In that heyday of pioneering photographers whom Bourke-White epitomized, black-and-white photography equaled photojournalism, which equaled truth with a capital T. This Truth was on a par with the same truth Americans revered in Norman Rockwell’s “real-life” scenes lifted straight out of a Mayberry without the laugh track, long before there was a Sheriff Taylor, Opie, Deputy Fife, or Aunt Bee. Or even television, for that matter. When images were few and far between, they had a credibility that is lost today in a thick overlay of irony and sheer disbelief. In the 1930s, if it appeared in LIFE magazine, or the Saturday Evening Post, or the newspaper, it was flat-out real.
Viewers lacked the objectivity to read meaning into a photograph as social commentary, for example, any more than the illiterate could read the black marks scratched into the white page.
The always-excellent Monroe Gallery presented their exhibition of silver gelatin photographs by Margaret Bourke-White as art, finding that, for her “as an artist,” photography served “as an instrument to examine social issues from a humanitarian perspective. She witnessed and documented some of the twentieth century’s most notable moments, including the liberation of German concentration camps by General Patton in 1945...” Bourke-White’s picture, “German civilians made to look at instruments of torture and execution at Buchenwald concentration camp, 1945,” is hardly an icon of objectivity. Nor should it be; some truths are beyond apprehension. Not to quibble with our dearly held ideals of photojournalism as an act of witnessing and documenting, but black-and-white imagery exists, among other reasons, when color cannot hold the entirety of its content. We demand this state of in-between-ness from art when what it depicts is too awful for mere reproduction.

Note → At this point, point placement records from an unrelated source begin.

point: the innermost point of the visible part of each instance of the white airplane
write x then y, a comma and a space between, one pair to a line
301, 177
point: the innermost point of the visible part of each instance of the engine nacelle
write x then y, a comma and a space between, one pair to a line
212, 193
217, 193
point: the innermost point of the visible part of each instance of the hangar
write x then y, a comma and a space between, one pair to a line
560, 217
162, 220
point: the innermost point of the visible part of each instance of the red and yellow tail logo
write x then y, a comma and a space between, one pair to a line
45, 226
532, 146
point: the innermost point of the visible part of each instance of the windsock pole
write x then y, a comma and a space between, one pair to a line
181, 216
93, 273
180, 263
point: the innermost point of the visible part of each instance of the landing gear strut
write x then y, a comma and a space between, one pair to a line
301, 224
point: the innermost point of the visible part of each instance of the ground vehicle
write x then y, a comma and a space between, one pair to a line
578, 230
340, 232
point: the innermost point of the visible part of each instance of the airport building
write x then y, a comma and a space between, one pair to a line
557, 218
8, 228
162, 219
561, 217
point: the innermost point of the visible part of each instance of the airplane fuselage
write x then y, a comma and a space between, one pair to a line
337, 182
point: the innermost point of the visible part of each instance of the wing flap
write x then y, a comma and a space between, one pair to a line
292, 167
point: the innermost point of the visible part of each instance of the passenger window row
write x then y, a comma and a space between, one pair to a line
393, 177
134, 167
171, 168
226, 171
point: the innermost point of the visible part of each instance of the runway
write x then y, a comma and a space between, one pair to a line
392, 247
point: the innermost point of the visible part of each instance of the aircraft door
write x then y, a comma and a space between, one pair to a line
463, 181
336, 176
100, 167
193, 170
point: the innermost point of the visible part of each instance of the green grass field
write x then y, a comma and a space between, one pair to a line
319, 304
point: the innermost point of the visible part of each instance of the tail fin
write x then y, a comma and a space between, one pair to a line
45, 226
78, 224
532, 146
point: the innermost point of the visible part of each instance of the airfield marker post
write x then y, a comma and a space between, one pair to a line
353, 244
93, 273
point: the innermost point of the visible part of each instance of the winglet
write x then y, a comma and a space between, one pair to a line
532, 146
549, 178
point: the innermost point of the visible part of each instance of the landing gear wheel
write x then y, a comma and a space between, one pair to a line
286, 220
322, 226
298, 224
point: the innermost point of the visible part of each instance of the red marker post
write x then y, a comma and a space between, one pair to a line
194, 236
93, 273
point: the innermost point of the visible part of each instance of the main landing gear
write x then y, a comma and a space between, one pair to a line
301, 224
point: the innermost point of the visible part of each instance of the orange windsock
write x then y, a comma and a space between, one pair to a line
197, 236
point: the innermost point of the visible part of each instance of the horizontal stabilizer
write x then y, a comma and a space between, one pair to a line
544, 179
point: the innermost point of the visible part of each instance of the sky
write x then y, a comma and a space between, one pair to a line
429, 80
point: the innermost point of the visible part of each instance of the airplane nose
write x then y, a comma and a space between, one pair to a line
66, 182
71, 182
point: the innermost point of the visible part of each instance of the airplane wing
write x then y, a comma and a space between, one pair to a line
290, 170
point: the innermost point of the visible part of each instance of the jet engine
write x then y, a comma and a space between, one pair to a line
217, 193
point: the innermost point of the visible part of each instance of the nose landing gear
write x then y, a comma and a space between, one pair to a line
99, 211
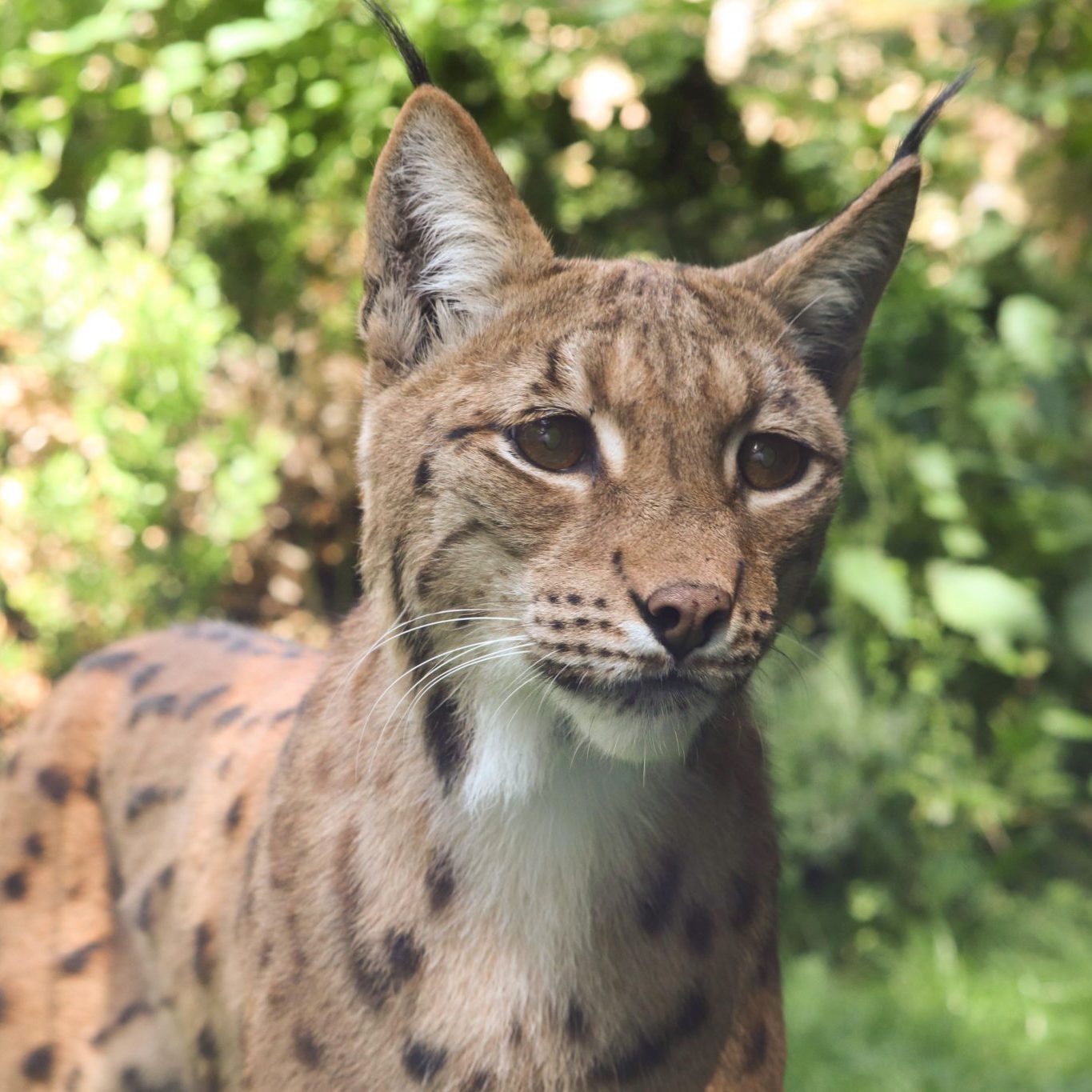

While today you can find images of gore online anytime you choose to search for them, that they are not generally reproduced ad infinitum speaks to our understanding of the power of imagery. What Warhol repeated in a nightmarish grid (Jackie’s grief-stricken face on Air Force One en route from Dallas), and Picasso abstracted in his Guernica, Bourke-White reflected in the faces of her “German civilians” at Buchenwald.
Finally, when her country needed shoring up in 1936, during the height of the Depression, LIFE, a burgeoning publication that would become our society’s pocket mirror for at least a couple of decades, chose for its very first cover Bourke-White’s symbol of capitalism’s ultimate success. Her Fort Peck dam picture, all art-deco curves and fat-cat angles, describes more than the enormous potential for hydroelectric power: It is an image of America rediscovering her own righteous might, an America that, like the photographer “Maggie the Indestructible,” would liberate us from ourselves. There was the evidence, right in front of us in it-mustbe-true black and white. —Kathryn M Davis
Margaret Bourke-White, Fort Peck Dam, Fort Peck, MT, silver gelatin photograph, 14” x 11”, 1936 ©Time Inc.